This month, the Center for Public Leadership awarded Ashif Shaikh, co-founder of Jan Sahas, with the 2022 Gleitsman International Activist Award for his work to protect migrant workers and combat sexual violence in India and around Asia. While on campus to receive the award, Ashif spoke with CPL about leadership, community, and his organization.

Your organization, Jan Sahas, began with just 12 volunteers. Today, there are more than 8,000 volunteers who work in 14,000 villages. Tell us about Jan Sahas and your mission.

Jan Sahas means “people's courage.” Our mission is to ensure dignity for all, particularly for those from excluded communities. Jan Sahas is deeply rooted in the communities we serve. a key driver of our success to date. We were founded in 2000 to ensure dignity for socially excluded communities. Since then, we have made significant contributions to address migration safety, forced labor, sexual violence against women, and manual scavenging.

Today, we work in around 100 districts across 13 states, directly reaching three million Indian households. Key to our approach is combining deep grassroots efforts with public systems transformation. For example, through our direct work, we helped more than 45,000 manual scavengers–predominantly women–leave the practice. Despite our greater scale, we continue to draw strength from our grassroots background and inclusive, community-centric lens. This approach is enabled by our staff, 80% of whom belong to the socially-excluded communities we serve.

We built the Migrants Resilience Collaborative (MRC) in 2020 to strengthen our social protection delivery systems and chart a path towards ensuring resilience and dignity for migrants by connecting them to existing benefits and worker protections. MRC builds on our two-decade-long experience of working with migrants through other initiatives to implement a targeted two-fold strategy:

  1. We implement last-mile delivery systems in communities, ensuring the most vulnerable migrants have access to existing social security benefits and worker protections.
  2. We work towards strengthening the social protection systems to function better for all migrants by supporting government initiatives to strengthen the systems’ infrastructure and increasing incentives and accountability for industry actors to enable social protection.

What challenges do internal migrant workers face and why is it so important that we address this in India and around the world?

Among the 740 million individuals migrate internally worldwide, more than a third, or 282 million, of these migrants belong to Asia alone. Internal migration is driven by economic distress caused by failure of traditional livelihood options, and economic shocks caused or aggravated by social exclusion and climate change.

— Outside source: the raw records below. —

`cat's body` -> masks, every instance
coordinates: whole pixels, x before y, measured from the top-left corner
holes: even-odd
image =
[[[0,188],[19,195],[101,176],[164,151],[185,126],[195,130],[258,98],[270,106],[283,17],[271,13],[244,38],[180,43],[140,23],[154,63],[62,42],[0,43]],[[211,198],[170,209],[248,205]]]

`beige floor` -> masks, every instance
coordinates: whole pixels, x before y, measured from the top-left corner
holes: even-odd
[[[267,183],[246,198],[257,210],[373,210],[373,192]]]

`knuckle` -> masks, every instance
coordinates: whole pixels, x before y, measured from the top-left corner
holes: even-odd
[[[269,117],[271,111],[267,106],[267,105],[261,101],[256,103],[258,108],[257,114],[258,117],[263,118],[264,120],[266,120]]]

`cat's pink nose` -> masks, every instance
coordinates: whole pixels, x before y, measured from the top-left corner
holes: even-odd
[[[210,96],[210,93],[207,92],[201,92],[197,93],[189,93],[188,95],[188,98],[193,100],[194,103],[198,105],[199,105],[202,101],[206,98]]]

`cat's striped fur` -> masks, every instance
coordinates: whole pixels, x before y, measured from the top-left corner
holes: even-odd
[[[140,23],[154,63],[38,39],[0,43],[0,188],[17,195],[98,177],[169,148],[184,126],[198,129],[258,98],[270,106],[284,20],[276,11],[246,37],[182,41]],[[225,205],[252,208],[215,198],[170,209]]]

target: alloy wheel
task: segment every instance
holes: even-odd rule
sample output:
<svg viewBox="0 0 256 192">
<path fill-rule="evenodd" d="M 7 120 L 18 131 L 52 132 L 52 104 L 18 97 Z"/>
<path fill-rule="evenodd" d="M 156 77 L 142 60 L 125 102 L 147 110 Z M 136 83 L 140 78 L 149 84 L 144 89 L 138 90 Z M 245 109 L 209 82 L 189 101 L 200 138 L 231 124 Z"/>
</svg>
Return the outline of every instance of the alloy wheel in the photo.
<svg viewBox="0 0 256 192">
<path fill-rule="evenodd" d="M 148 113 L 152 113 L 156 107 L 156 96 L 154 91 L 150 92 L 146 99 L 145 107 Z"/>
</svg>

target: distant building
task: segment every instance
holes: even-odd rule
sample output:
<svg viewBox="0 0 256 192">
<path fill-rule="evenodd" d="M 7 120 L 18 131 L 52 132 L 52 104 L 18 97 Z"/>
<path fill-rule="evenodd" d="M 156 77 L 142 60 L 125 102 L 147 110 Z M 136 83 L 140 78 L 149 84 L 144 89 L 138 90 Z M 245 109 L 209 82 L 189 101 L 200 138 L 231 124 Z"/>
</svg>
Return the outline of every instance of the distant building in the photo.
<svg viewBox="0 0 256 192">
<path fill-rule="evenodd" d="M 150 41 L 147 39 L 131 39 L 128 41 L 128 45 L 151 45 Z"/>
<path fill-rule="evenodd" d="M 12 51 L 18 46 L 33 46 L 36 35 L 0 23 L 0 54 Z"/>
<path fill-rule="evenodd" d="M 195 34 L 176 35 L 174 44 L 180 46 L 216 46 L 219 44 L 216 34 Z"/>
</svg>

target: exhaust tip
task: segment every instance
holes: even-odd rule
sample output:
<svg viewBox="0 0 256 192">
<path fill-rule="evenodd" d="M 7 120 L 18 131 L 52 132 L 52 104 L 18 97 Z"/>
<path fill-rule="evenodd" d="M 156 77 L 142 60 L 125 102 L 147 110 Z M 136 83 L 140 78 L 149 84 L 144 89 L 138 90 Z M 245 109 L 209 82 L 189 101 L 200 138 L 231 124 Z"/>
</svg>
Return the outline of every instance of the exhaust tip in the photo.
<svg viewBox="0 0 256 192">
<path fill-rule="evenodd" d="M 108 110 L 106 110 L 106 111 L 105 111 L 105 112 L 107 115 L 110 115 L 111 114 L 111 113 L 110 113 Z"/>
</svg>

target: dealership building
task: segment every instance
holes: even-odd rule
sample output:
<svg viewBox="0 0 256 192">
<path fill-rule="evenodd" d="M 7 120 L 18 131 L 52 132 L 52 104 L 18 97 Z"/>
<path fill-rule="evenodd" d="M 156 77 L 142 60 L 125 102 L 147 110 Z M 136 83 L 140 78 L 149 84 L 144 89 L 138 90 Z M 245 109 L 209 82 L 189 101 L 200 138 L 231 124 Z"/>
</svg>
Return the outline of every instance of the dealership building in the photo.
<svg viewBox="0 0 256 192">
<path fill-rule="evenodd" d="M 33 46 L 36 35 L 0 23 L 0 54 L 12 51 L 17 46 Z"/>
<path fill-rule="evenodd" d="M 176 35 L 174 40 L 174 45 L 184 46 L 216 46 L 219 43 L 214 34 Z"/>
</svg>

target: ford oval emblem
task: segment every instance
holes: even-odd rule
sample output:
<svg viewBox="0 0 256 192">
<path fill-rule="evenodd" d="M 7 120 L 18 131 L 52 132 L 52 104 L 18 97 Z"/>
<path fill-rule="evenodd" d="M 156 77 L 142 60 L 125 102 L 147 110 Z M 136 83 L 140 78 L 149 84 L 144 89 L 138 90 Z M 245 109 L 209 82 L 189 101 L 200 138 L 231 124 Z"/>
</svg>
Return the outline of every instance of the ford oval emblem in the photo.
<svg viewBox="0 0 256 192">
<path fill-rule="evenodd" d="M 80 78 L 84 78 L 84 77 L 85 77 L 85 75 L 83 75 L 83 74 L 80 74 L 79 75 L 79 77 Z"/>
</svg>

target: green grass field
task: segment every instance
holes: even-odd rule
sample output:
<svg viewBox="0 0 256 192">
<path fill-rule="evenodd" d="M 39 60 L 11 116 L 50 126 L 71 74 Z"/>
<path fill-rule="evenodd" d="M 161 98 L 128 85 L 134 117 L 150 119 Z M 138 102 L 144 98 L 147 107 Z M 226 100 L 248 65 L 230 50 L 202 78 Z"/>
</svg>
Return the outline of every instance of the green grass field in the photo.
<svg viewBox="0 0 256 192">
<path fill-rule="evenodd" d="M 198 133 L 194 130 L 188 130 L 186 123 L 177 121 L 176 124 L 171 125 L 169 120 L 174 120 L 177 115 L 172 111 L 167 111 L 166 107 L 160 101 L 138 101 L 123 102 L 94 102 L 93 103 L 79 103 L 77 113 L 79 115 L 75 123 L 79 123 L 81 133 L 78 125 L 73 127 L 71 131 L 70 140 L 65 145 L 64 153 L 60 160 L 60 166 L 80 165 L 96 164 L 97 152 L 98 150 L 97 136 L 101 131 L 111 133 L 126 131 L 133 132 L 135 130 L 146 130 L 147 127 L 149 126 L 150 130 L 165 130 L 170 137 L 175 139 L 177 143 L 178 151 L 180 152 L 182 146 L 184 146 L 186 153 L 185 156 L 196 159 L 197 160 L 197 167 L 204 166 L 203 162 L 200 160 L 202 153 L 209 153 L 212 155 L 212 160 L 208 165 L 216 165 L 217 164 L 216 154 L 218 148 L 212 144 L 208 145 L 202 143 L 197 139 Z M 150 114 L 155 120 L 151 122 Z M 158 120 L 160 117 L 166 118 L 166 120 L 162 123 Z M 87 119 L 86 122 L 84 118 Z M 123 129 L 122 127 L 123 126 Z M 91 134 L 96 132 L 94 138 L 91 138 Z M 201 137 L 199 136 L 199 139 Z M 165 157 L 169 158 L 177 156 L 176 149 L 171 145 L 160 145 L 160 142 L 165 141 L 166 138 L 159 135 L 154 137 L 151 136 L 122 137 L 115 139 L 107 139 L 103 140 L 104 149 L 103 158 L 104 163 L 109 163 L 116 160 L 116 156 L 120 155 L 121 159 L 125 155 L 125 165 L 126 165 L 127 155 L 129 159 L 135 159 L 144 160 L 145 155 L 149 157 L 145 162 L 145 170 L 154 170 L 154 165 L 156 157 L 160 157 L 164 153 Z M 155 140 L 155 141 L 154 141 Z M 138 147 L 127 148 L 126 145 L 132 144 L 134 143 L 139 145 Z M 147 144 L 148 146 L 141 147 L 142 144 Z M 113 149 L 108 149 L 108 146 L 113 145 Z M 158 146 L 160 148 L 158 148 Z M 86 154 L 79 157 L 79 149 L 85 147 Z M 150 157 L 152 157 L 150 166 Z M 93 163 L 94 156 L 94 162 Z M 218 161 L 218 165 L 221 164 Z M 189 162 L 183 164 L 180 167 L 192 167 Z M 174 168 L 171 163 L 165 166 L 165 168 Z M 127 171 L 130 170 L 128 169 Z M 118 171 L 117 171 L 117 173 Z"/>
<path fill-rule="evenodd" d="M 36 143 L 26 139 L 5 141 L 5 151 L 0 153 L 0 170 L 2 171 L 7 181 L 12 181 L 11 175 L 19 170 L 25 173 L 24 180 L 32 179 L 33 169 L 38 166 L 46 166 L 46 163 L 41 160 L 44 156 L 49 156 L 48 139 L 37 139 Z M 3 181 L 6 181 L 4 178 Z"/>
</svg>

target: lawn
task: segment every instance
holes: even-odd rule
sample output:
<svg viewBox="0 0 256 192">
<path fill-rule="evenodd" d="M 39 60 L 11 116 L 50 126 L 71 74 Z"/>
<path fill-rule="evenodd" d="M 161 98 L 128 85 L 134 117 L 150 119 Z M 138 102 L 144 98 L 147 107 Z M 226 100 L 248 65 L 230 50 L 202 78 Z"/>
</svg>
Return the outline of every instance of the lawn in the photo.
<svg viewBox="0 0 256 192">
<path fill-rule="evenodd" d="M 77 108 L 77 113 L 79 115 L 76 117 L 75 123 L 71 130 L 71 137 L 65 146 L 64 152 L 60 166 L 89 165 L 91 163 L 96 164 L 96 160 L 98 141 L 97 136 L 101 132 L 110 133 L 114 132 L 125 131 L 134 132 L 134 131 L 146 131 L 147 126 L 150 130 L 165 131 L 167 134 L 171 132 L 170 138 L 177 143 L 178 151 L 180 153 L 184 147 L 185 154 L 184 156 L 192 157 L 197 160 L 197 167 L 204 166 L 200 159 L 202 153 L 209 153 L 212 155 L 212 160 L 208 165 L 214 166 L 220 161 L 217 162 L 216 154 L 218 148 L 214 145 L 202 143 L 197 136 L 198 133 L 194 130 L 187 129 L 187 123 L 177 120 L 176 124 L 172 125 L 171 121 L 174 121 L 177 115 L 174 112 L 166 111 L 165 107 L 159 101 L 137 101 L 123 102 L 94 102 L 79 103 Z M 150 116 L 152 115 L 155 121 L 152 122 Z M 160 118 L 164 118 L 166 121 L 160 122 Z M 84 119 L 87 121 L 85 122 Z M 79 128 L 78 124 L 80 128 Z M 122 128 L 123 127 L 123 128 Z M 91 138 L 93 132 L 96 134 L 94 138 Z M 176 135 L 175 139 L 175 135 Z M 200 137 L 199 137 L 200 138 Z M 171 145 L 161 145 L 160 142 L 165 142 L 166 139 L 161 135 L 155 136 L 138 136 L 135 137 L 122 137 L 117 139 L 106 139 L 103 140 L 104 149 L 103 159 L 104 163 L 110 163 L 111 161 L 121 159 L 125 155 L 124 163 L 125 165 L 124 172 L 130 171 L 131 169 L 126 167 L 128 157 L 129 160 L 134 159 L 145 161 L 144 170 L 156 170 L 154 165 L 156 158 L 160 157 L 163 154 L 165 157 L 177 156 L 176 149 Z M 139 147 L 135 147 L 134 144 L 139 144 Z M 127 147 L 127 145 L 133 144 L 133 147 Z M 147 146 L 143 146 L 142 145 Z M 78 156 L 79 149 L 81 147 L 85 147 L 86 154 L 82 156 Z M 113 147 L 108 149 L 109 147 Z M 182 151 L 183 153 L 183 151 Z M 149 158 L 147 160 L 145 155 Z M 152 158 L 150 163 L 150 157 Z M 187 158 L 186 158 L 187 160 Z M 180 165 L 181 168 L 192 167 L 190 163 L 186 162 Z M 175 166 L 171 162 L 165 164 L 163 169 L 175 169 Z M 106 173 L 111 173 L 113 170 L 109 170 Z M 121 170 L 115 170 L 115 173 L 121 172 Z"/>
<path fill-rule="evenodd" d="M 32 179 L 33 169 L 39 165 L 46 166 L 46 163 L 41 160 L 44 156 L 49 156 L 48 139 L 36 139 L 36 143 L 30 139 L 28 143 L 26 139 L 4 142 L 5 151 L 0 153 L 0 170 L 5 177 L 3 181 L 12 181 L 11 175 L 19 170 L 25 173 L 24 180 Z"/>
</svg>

The pandemic aggravated this distress across the region. The treatment of female migrants worsened after COVID-19. After the pandemic we found that women were 11 times more unlikely to return to work post-job-loss. Internal migration has not received the attention it deserves from policymakers and industry, even though globally it is four times more common than international migration.

Laws addressing internal migration are missing throughout most of Asia. In addition, access to social security remains very low: less than 50% of the poor have access in lower-middle-income countries, while just 18% have access in lower-income countries. Furthermore, since most countries do not design social security with internal migrants in mind, it becomes harder to meet their unique challenges. Exclusion among seasonal migrants is likely even higher. Their limited access to social security is characteristic of their social “invisibility,” particularly in cities.

As the world deals with the challenges of inequality, climate change, and the effects of the pandemic, safe and fair migration must be given its due importance by formulating policies that specifically address the needs of internal migrants. It is essential to understand that migration will continue as people seek better livelihood opportunities. Therefore, we must focus on providing workers with better opportunities and enabling fair working conditions, safe passage, and other basic support when they migrate. Ultimately, we can ensure that the people who have built and continue to build modern India are resilient, maintain their dignity, and are no longer treated as invisible.

How would you define a good public leader?

A successful leader not only focuses on the numbers, but also on the feelings of the community. In today’s world, where technology plays a very important role, there is a tendency to fixate on metrics. But metrics don’t always reveal a community’s authentic needs. Leaders should first understand the issues on an emotional level. Don’t try to effect change in a community before learning from its members first.

What would be your message to students and community members around the world who are searching for ways to search to serve others?

The students I’ve met at Harvard are so interested in learning: not just in an academic sense, but in learning from real experience. What kind of solutions are out there? What has worked, and what hasn’t?

  1. My first point is to understand the culture and practices of the community you want to serve before developing a solution.
  2. My second point is that technology does not solve everything. Emotional connection and personal touch remain crucial to creating change.
  3. My third point is that there is a prevalent understanding here at Harvard Kennedy School that big problems require solutions of scale, which is important, but cannot be the only way to understand solutions. People and institutions who work on a small scale also contribute to improving the quality of human life, and can provide insights into complex problems that can sometimes be missing from big-picture thinking.